One unexpected finding was that the model performed better in the validation cohort than in the training cohort. This result may be explained by the relatively small sample size of the validation cohort and a certain degree of homology with the training cohort.

5. Conclusion

In this study, a pneumonia risk prediction model was developed and externally validated based on simple clinical and blood test indicators. The model was used to diagnostically predict the likelihood of pneumonia in patients infected with SARS-CoV-2 and performed well on dimensions of discrimination, calibration, and clinical validity. It can be used as a reference for the management of pneumonia risk classification in SARS-CoV-19-infected patients.

6. Limitations of This Study

Our study has several limitations. First, despite applying the inclusion criteria strictly, we could not completely rule out cases with potential lesions in body parts other than the lungs from influencing the predictors at study entry. This caused some confusion in constructing the model and difficulties in evaluating its predictive performance.

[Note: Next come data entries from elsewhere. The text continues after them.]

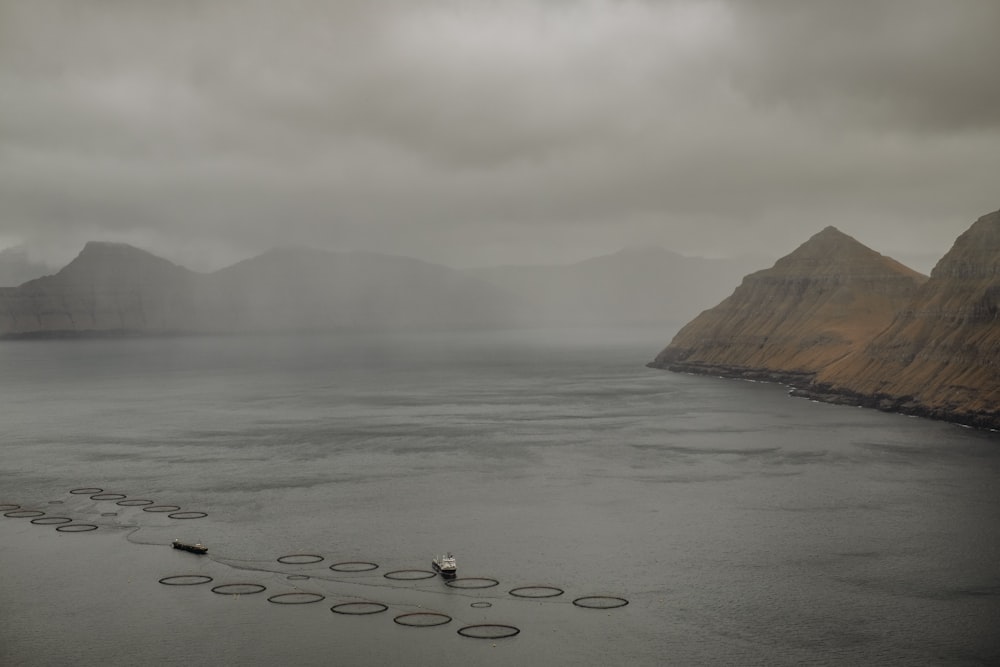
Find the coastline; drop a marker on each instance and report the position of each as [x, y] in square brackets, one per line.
[801, 385]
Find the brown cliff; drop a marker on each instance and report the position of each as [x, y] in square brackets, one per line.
[815, 306]
[940, 357]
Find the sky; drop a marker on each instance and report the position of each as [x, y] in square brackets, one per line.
[474, 133]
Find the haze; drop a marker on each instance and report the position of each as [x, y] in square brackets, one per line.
[483, 133]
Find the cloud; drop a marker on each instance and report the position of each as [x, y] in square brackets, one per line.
[477, 132]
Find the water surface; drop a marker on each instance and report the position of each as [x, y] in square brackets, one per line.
[742, 525]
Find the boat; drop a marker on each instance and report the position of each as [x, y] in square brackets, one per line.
[445, 565]
[193, 548]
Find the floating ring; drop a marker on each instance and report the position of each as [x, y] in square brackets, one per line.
[354, 566]
[186, 580]
[593, 602]
[365, 608]
[234, 589]
[76, 528]
[412, 619]
[489, 631]
[300, 559]
[409, 575]
[51, 520]
[473, 582]
[536, 592]
[296, 598]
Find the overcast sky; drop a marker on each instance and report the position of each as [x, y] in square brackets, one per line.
[517, 131]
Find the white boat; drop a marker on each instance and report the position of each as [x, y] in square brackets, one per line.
[445, 565]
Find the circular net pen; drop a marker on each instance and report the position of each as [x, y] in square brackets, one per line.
[472, 582]
[536, 592]
[359, 608]
[409, 575]
[354, 566]
[422, 619]
[186, 580]
[296, 598]
[155, 509]
[600, 602]
[300, 559]
[239, 589]
[489, 631]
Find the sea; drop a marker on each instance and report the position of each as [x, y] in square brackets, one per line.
[601, 512]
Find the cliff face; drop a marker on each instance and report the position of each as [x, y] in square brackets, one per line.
[815, 306]
[940, 356]
[108, 288]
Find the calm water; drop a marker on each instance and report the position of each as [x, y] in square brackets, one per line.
[743, 526]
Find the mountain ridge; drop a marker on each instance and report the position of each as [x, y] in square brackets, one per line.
[895, 340]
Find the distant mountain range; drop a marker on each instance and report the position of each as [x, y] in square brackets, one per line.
[17, 267]
[842, 323]
[633, 286]
[117, 289]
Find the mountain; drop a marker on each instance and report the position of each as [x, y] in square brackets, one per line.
[16, 267]
[635, 285]
[115, 288]
[940, 356]
[107, 288]
[305, 289]
[841, 323]
[820, 303]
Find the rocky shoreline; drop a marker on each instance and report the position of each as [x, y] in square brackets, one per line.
[801, 386]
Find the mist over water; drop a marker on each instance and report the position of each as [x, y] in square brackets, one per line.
[743, 526]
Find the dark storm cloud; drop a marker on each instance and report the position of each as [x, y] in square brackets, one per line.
[476, 132]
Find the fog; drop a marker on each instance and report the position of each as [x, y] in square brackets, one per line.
[474, 134]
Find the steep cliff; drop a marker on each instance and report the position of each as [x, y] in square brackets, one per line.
[940, 356]
[815, 306]
[109, 288]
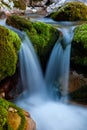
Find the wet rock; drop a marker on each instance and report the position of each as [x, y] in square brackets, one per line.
[79, 47]
[72, 11]
[14, 118]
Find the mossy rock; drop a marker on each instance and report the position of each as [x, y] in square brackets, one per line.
[43, 36]
[71, 11]
[79, 46]
[9, 47]
[21, 4]
[11, 116]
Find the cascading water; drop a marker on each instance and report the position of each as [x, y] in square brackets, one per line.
[57, 73]
[31, 73]
[48, 114]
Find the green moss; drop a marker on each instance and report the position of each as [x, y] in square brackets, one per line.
[43, 36]
[21, 4]
[9, 47]
[71, 11]
[4, 124]
[79, 46]
[3, 117]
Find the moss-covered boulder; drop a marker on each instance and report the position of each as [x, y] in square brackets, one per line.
[9, 47]
[11, 117]
[43, 36]
[79, 46]
[21, 4]
[14, 118]
[71, 11]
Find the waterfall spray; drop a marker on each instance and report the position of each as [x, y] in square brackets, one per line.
[49, 114]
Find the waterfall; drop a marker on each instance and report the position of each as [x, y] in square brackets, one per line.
[57, 73]
[31, 73]
[48, 114]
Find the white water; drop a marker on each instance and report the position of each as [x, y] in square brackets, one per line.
[48, 114]
[57, 73]
[31, 74]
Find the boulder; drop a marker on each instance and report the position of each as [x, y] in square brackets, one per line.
[14, 118]
[9, 47]
[79, 46]
[70, 11]
[42, 35]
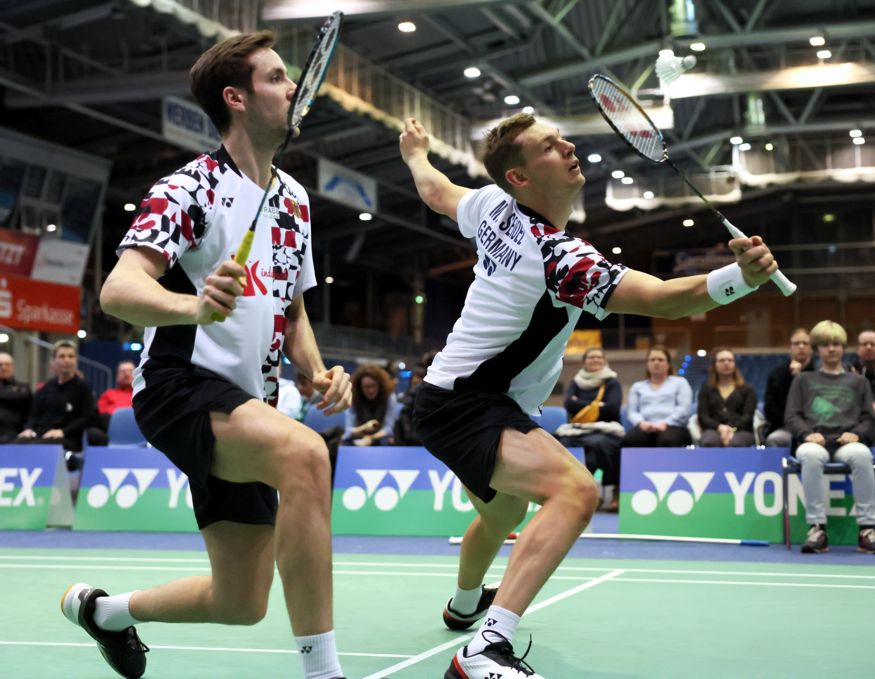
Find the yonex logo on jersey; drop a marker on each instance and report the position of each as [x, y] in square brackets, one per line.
[385, 498]
[680, 501]
[25, 495]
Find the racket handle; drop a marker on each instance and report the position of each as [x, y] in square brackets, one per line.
[241, 256]
[784, 284]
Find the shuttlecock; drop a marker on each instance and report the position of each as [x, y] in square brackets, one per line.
[669, 67]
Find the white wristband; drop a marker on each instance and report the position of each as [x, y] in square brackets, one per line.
[727, 284]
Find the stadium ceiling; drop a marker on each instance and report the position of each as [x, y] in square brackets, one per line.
[91, 75]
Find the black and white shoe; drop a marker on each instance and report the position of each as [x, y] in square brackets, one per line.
[496, 660]
[458, 622]
[124, 651]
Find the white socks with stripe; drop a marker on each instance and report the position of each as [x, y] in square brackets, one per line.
[319, 653]
[498, 620]
[113, 614]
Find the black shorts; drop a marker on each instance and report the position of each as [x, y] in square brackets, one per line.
[463, 429]
[173, 412]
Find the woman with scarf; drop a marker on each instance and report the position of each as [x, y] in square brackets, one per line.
[371, 419]
[593, 400]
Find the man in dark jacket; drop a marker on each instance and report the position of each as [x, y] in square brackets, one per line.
[778, 386]
[64, 406]
[15, 398]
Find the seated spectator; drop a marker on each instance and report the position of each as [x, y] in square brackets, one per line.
[371, 419]
[726, 405]
[864, 364]
[15, 399]
[829, 413]
[64, 407]
[778, 386]
[593, 400]
[660, 406]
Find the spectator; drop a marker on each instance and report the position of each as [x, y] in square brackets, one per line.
[601, 432]
[778, 386]
[829, 413]
[726, 405]
[371, 419]
[864, 364]
[64, 407]
[15, 400]
[659, 407]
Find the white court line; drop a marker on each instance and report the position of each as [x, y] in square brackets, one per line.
[211, 649]
[461, 641]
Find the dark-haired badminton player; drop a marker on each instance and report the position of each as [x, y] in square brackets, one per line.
[204, 390]
[532, 281]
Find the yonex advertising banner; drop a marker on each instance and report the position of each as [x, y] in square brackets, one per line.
[721, 493]
[132, 489]
[34, 487]
[397, 490]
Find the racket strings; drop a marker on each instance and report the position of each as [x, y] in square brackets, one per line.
[632, 124]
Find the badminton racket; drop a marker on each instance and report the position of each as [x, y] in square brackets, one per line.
[307, 88]
[635, 127]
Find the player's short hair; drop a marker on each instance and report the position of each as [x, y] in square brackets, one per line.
[503, 151]
[226, 64]
[63, 344]
[826, 332]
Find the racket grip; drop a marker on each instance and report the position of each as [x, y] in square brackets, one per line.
[241, 257]
[784, 284]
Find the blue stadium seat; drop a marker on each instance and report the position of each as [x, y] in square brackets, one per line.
[317, 420]
[123, 429]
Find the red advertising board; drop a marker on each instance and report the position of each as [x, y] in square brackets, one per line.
[37, 305]
[17, 251]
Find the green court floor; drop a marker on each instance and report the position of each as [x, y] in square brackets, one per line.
[595, 618]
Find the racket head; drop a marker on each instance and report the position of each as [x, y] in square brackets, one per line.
[627, 118]
[314, 69]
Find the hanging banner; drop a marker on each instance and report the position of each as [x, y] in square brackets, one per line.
[35, 305]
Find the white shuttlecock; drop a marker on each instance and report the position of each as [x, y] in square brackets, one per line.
[669, 67]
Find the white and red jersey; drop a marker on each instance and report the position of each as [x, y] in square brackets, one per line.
[532, 281]
[196, 218]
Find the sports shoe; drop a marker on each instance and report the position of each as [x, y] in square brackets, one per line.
[124, 651]
[496, 660]
[866, 541]
[816, 541]
[458, 622]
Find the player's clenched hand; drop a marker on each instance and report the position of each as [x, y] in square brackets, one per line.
[221, 290]
[336, 389]
[755, 259]
[413, 141]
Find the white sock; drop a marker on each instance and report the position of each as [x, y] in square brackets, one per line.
[113, 614]
[465, 600]
[319, 655]
[498, 620]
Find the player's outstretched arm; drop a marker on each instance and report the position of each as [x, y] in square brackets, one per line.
[132, 292]
[646, 295]
[434, 187]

Second, even though external validation was carried out, it was a single-center retrospective study, and the sample size was somewhat tiny.

In later research, larger-sample and multicenter studies would be required to calibrate and validate the model.

Data Availability

The data used to support the findings of this study are restricted by the Medical Ethics Committee of Hunan Provincial People’s Hospital (The First Affiliated Hospital of Hunan Normal University) to protect the patient. Data are available from Xi Yi, [email protected], for researchers who meet the criteria for access to confidential data.

Disclosure

This is a preprint paper [39].

Conflicts of Interest

The authors declare that there are no conflicts of interest.

Authors’ Contributions

Xi Yi and Jirong Li, who had conceived and designed the study, had full access to all the data in the study and took responsibility for the integrity and analysis accuracy of the data. Daiyan Fu and Lile Wang contributed to the modification and revision of the manuscript; Guiliang Wang evaluated the quality of the literature. Xi Yi wrote the manuscript. All listed authors reviewed and approved the final manuscript.